“Il respiro del mondo”, è un percorso iniziato nel 2021 da Lipu, Enea, Università di Padova, Università della Tuscia, dedicato al rapporto tra umano e vegetale. Il prossimo 21 aprile si terrà il terzo convegno del ciclo, presso il Palazzo del Bo di Padova. Ne parliamo con Marco Dinetti, Responsabile Ecologia urbana della Lipu.

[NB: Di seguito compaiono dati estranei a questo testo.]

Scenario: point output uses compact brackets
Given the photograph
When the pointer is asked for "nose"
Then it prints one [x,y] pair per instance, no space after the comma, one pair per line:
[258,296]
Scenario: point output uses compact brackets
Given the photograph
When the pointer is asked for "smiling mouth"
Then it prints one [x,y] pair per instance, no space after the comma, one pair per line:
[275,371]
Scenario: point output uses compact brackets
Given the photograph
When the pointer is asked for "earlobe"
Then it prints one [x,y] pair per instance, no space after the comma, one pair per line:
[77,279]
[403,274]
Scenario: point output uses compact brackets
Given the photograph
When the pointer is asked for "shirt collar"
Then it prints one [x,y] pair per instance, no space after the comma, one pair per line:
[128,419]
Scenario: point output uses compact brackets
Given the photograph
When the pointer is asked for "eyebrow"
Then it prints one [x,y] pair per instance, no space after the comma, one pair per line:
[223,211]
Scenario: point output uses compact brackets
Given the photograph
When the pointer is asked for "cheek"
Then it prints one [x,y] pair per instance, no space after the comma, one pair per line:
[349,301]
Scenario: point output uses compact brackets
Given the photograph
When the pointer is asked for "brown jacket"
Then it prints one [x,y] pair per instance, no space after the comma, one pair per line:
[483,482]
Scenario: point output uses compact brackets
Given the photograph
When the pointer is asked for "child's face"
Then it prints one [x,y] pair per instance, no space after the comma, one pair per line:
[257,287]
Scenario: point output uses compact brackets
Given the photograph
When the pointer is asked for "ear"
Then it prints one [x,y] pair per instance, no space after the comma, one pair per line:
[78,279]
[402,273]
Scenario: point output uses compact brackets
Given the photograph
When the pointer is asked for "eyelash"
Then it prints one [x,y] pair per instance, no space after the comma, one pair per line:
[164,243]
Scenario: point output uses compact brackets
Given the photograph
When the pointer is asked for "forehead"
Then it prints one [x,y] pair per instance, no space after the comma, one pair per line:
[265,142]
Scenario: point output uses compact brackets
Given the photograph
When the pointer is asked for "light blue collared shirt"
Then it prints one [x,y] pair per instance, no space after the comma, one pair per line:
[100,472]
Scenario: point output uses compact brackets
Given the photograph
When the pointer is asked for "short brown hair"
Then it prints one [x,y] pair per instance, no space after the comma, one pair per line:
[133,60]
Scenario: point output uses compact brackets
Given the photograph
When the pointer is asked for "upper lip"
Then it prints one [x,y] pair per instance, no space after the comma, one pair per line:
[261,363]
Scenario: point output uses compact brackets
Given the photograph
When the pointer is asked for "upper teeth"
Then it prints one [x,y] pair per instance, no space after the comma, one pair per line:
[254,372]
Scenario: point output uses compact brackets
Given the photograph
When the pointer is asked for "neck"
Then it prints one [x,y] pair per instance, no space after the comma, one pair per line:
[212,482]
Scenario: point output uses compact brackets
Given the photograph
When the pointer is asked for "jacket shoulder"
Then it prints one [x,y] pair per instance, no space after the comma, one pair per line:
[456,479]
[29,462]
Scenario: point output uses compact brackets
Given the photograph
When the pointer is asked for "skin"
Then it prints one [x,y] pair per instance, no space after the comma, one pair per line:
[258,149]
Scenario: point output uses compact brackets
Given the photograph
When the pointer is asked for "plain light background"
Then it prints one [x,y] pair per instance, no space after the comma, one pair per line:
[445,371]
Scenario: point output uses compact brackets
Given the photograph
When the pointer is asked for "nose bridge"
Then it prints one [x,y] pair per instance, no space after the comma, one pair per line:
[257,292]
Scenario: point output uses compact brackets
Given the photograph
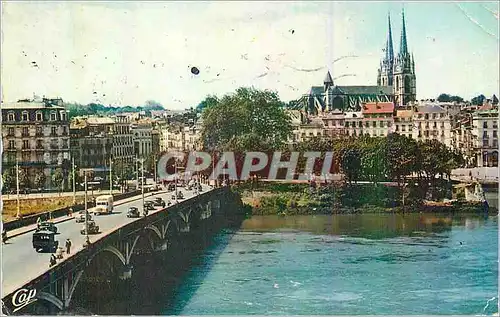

Perché questo ciclo di convegni?
Vogliamo contribuire a creare una nuova cultura del verde con un messaggio che parla delle piante come esseri viventi e senzienti, portatori di diritti che andrebbero riconosciuti formalmente. Le piante si sono evolute ben prima di noi, hanno adottato strategie adattative molto efficienti, riescono a sopravvivere a condizioni per noi proibitive.
Perché sostenete sia necessaria una riforma del pensiero e del lessico?
C’è una diffusa cecità alle piante (plant blindness) associata all’utilizzo di termini come ‘infrastrutture‘, ‘manutenzione‘, ‘verde attrezzato‘, ‘verde ricreativo‘. Questi termini appartengono a una logica antropocentrica, rimandano ad una generazione di piani e progetti che semplificano il rapporto uomo/piante a mera fornitura di servizi ecosistemici. Secondo questa visione, le piante sono a nostro uso e consumo. Tagliamo, abbattiamo e ripiantiamo.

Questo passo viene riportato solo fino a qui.